Tout d’abord sur la forme. La BD comporte 160 pages, uniquement en noir et blanc assez impressionnantes dans la force et l’atmosphère qu’elles dégagent !

Elles sont si expressives, qu’il arrive de trouver plusieurs pages sans le moindre dialogue ; tout se passe à travers les expressions des villageois et de la mise en scène des paysages.

Et ces « silences » donnent encore plus de poids à un récit très sombre.

Sur le fond, il faut préciser ce que Le rapport de Brodeck est l’adaptation d’un best-seller du même nom de Philippe Caudel (inconnu pour moi également).

Ainsi, cette histoire raconte comment les habitants d’un village se sont ligués contre l’Anderer (l’autre, l’étranger), le nouvel arrivant, jusqu’à commettre l’irréparable : son lynchage collectif.
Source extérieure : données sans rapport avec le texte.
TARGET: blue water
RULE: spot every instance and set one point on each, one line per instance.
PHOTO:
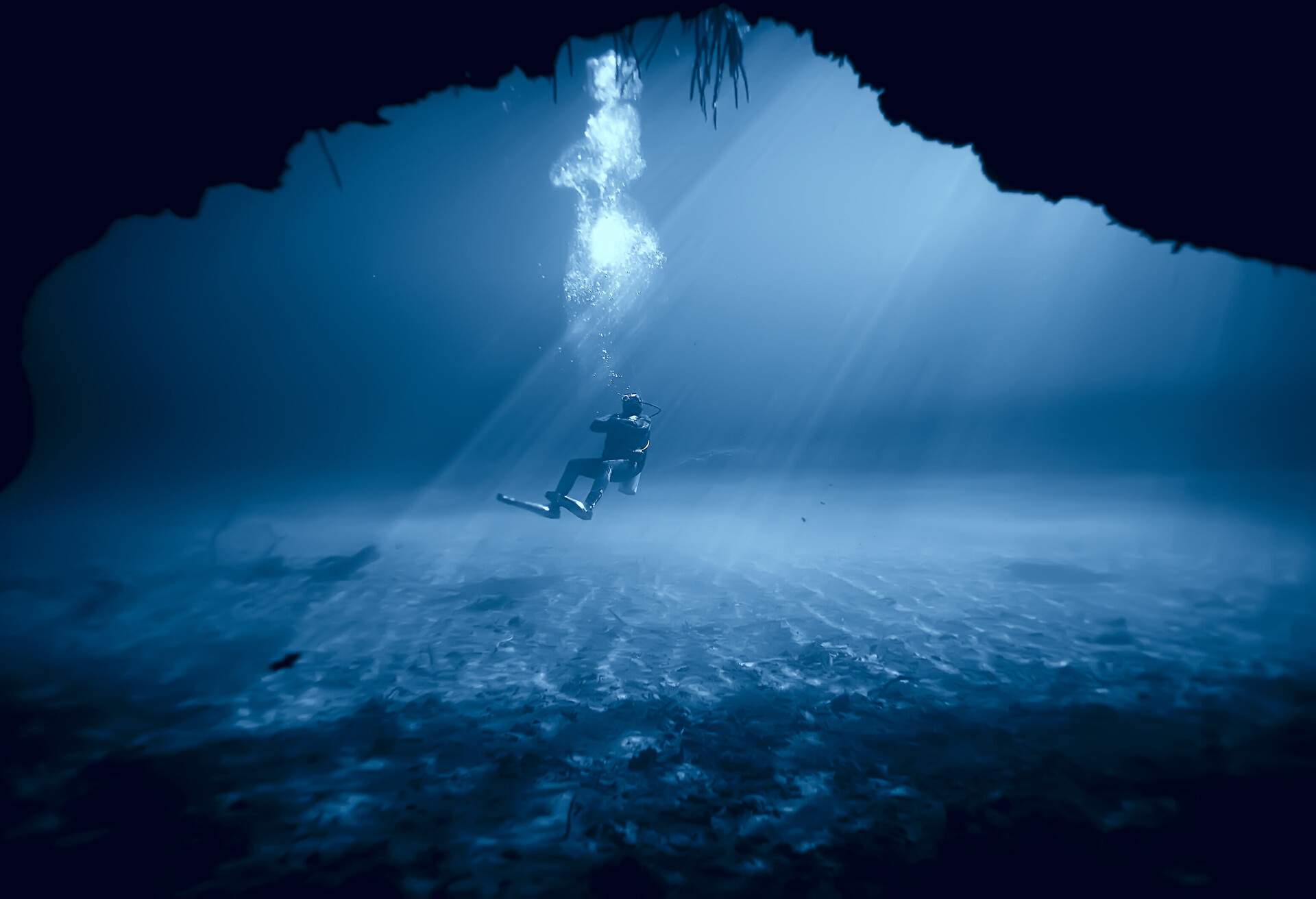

Son défaut : être différent et un peu curieux dans une contrée, à peine sortie de la guerre et pour laquelle les secrets doivent le rester.

Brodeck n’a pas participé au massacre, lui aussi étant un peu différent, rescapé et des camps de concertation (dont le traitement graphique est oppressant), et donc profondément marqué par la violence.

C’est à lui (qui a l’habitude de rédiger des rapports sur l’état de la forêt) que les villageois demandent de rédiger un rapport officiel, mais biaisé, pour expliquer la tragique disparition de l’Anderer.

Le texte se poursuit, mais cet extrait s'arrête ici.